Science on the back of the video gaming industry
09.3.10 by Josh
You don't usually imagine the multi-billion dollar video game industry and hoards of teenagers with eyes glazed, frantically pounding away at their keyboards and controllers contributing to solving complicated scientific questions or developing therapeutics for human diseases. But the demand for ever more intricate video games with more complicated graphics and higher definition video resulted in the development of specialized graphics cards, called GPUs (graphics processing unit).

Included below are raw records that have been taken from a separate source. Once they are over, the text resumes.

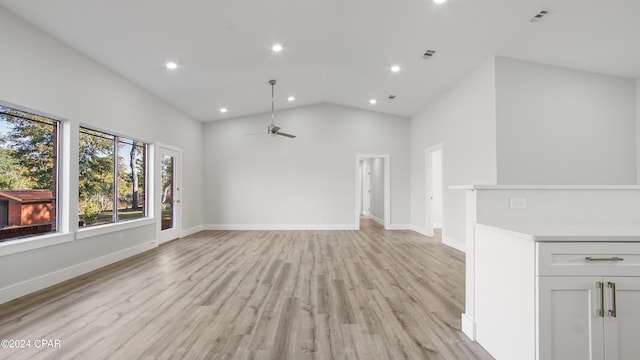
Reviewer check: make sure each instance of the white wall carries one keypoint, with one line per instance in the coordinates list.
(377, 189)
(562, 126)
(638, 131)
(436, 183)
(43, 74)
(308, 182)
(462, 119)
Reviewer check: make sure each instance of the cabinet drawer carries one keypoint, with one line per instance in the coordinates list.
(600, 259)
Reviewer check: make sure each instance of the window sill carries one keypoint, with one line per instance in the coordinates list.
(110, 228)
(32, 243)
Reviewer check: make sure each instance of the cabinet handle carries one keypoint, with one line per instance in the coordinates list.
(615, 258)
(601, 287)
(612, 286)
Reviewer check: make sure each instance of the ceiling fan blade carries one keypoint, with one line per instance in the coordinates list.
(285, 134)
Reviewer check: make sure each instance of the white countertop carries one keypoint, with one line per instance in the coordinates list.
(575, 232)
(544, 187)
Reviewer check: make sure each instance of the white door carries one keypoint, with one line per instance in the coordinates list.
(169, 194)
(366, 188)
(570, 322)
(622, 327)
(433, 188)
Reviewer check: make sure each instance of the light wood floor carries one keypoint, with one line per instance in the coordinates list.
(368, 294)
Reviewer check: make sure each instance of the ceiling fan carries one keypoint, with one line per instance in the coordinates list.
(273, 129)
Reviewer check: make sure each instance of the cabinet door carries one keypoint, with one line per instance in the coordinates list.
(622, 332)
(569, 323)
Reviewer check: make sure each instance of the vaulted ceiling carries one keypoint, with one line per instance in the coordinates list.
(335, 51)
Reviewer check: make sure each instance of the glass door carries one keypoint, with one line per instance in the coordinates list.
(169, 194)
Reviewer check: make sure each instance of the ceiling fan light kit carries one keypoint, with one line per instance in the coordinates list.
(273, 129)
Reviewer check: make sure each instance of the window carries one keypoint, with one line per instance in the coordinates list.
(112, 183)
(28, 174)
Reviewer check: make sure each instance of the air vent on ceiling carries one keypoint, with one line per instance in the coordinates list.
(540, 15)
(428, 54)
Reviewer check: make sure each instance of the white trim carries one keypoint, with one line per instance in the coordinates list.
(92, 231)
(420, 230)
(175, 232)
(398, 227)
(9, 247)
(375, 218)
(454, 244)
(428, 191)
(468, 327)
(280, 227)
(15, 291)
(387, 187)
(544, 187)
(191, 231)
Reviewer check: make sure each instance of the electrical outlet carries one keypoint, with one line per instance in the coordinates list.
(518, 203)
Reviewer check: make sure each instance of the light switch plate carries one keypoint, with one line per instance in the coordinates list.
(518, 203)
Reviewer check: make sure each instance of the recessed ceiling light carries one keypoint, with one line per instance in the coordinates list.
(539, 16)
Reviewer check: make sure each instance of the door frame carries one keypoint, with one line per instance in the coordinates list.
(387, 188)
(428, 185)
(163, 236)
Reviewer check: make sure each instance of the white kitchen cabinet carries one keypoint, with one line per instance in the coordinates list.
(576, 318)
(555, 300)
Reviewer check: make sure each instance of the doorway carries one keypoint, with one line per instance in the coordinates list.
(170, 212)
(373, 194)
(433, 188)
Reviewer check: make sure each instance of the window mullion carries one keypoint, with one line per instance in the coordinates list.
(114, 213)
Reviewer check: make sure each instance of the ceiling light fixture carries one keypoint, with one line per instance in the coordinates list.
(539, 16)
(428, 54)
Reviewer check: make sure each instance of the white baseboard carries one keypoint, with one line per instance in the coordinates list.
(454, 244)
(15, 291)
(468, 327)
(280, 227)
(419, 229)
(191, 231)
(398, 227)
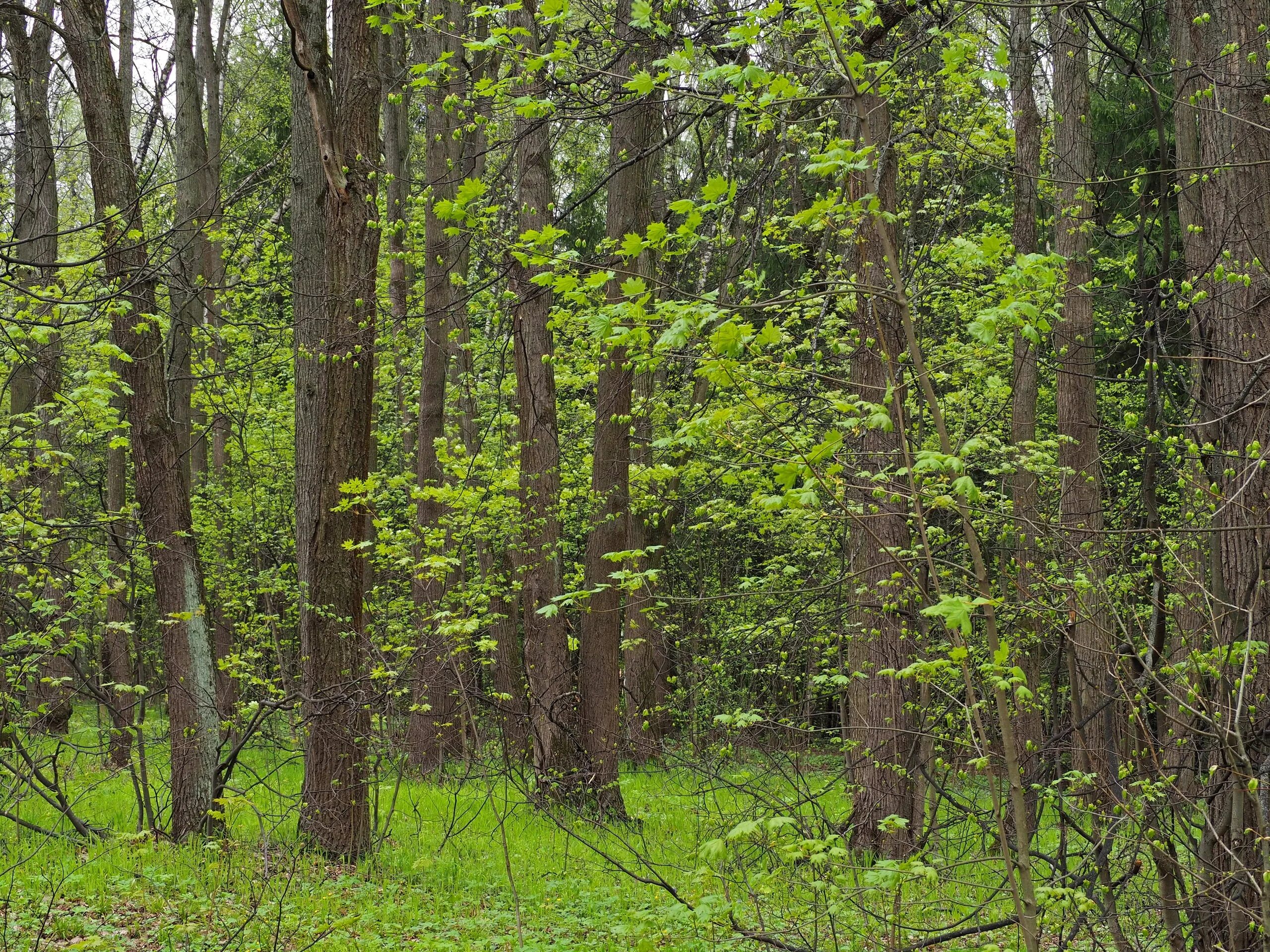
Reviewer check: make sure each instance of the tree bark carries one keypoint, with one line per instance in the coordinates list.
(547, 647)
(1026, 381)
(644, 667)
(1081, 500)
(1232, 328)
(634, 128)
(36, 226)
(187, 235)
(436, 728)
(162, 489)
(334, 134)
(882, 730)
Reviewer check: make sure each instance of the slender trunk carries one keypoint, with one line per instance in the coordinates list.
(116, 645)
(162, 489)
(209, 61)
(397, 162)
(634, 128)
(187, 235)
(1081, 500)
(436, 728)
(1235, 325)
(36, 224)
(882, 726)
(644, 654)
(1023, 409)
(127, 26)
(547, 647)
(334, 380)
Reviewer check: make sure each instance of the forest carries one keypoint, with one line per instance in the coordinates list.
(635, 475)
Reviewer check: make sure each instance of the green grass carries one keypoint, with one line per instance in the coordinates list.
(257, 889)
(440, 879)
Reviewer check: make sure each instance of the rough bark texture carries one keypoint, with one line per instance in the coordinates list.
(547, 647)
(117, 642)
(187, 235)
(1234, 332)
(1081, 500)
(882, 730)
(162, 490)
(334, 294)
(36, 224)
(397, 163)
(436, 728)
(644, 663)
(634, 128)
(1023, 408)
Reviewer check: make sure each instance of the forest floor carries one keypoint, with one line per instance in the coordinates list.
(441, 879)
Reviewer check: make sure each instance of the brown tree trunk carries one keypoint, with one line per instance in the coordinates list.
(338, 130)
(209, 55)
(36, 224)
(397, 162)
(1023, 408)
(882, 731)
(187, 235)
(1234, 327)
(162, 489)
(1081, 500)
(508, 655)
(644, 654)
(436, 728)
(547, 647)
(117, 643)
(633, 131)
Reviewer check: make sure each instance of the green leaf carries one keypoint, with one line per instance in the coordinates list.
(640, 83)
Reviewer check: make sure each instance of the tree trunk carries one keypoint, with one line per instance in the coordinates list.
(1234, 327)
(162, 489)
(882, 731)
(334, 350)
(436, 722)
(397, 163)
(547, 647)
(644, 655)
(1023, 409)
(187, 234)
(634, 128)
(212, 267)
(1081, 500)
(117, 643)
(36, 225)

Over the last number of years, scientists and others have realized that this technology could be used to dramatically speed up non-graphical calculations, because the type of numerical operations in video games are also used in scientific simulations. This enables GPUs to perform calculations that once required supercomputer-type resources to run on the computer sitting on your desktop at a fraction of the cost and energy usage.
CDW has generously donated one of the latest generation GPUs (the NVIDIA GTX 480s pictured above) through FundScience. I have been in the process of developing code to perform GPU-accelerated simulations using OpenMM, which is also used in the popular volunteer-computing project Folding@Home. With a single GPU, we can perform simulations that would take a year or longer on a traditional CPU-based system in less than a month. With that type of computing power, we can begin to imagine doing research that was completely unfeasible just a couple of years ago.